Cryptocurrency may be filled with extremely popular trends right now, such as metaverse, NFTs, and DeFi, but that did not help protect it from a strong bearish influence that has been pushing the prices down ever since the year started.
Of course, not all coins performed equally badly, but even those that managed to resist for the first three weeks now appear to be slipping. One of the best examples of this is Stellar (XLM), which managed to keep the bears at bay for 20 days in January 2020, only to then have its supports broken, and crash by over 25% in only five days.
Stellar in 2021
Interestingly, Stellar has found itself revisiting the same levels that it saw in January 2021. Back then, of course, its price was rising rapidly, going from $0.12 towards $0.3. Once it reached this level, it struggled throughout January to breach it, finally managing to do it on January 28th.
After that, XLM price kept going up until it reached $0.55 on February 13th. What followed was a correction to $0.4, which is where the coin remained until the end of March. As April 2021 kicked off, so did Stellar’s price, skyrocketing up to $0.65 this time, which it reached on April 13th.

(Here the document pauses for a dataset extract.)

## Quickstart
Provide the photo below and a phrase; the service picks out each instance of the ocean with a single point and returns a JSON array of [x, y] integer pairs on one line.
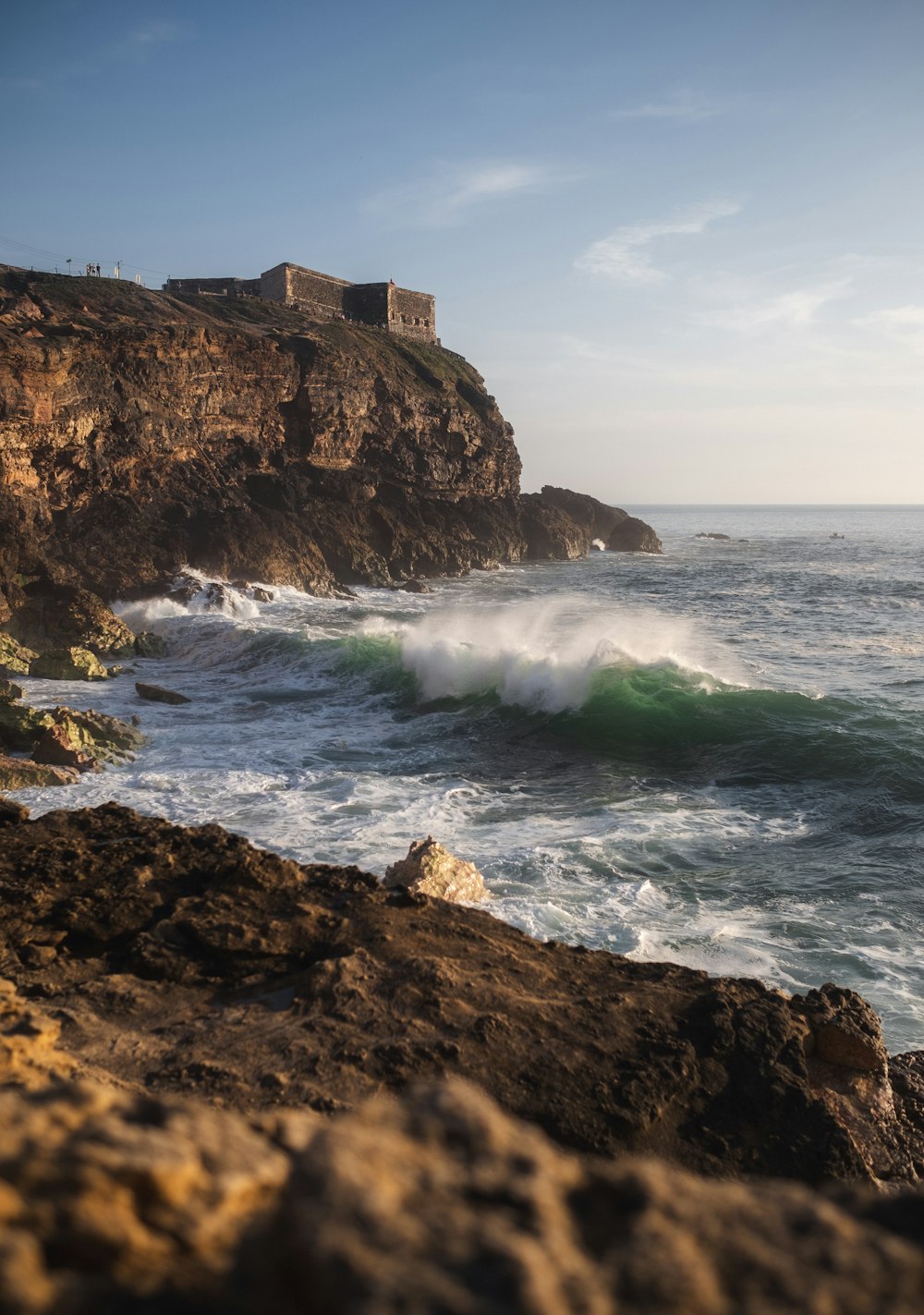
[[714, 756]]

The coin then once again corrected to $0.4, only to shoot up again to $0.73, which is the highest point it has reached since making its ATH on January 1st, 2018. Unfortunately, this was also the highest point that XLM made in 2021, never managing to go back to that ATH, or make a new one. Stellar hit $0.73 on May 11th, and on that very day, Bitcoin crashed, taking the rest of the market down with it.
Initially, Stellar lost 50% of its price, but as the weeks and months kept going, the coin sank deeper and deeper until it reached a bottom at $0.21 on July 20th. After this day, the market saw a rally that allowed most coins to recover quite a bit, and XLM itself surged back up to $0.4. It spent the rest of 2021 trying to breach this resistance, but it never managed to do it. Instead, it would always be rejected, stuck between this barrier and a support at $0.33.
The support finally gave in during December, when XLM price found a new one at $0.25. It used this level to try going back up, but its newest largest resistance at $0.3 kept it from going back up.
Stellar in 2022
Stellar found itself in pretty much the same position as 2022 started. The level at $0.25 served as its support, while $0.3 prevented it from even approaching, let alone breaking the upper barrier. However, around January 16th, Stellar started sinking lower and lower, approaching the support at $0.25 until it found itself on this very level on January 20th.
After that, the support just broke, and XLM price crashed. Between January 20th and January 22nd, the coin went from $0.25 to $0.17, after which it saw a small recovery to $0.20, using $0.19 as its new support. That worked out well for about two days, after which $0.19 also broke and XLM once again dropped to $0.17. With this level seemingly being its bottom, XLM saw another recovery to $0.19, but over the last few hours, it started dropping again.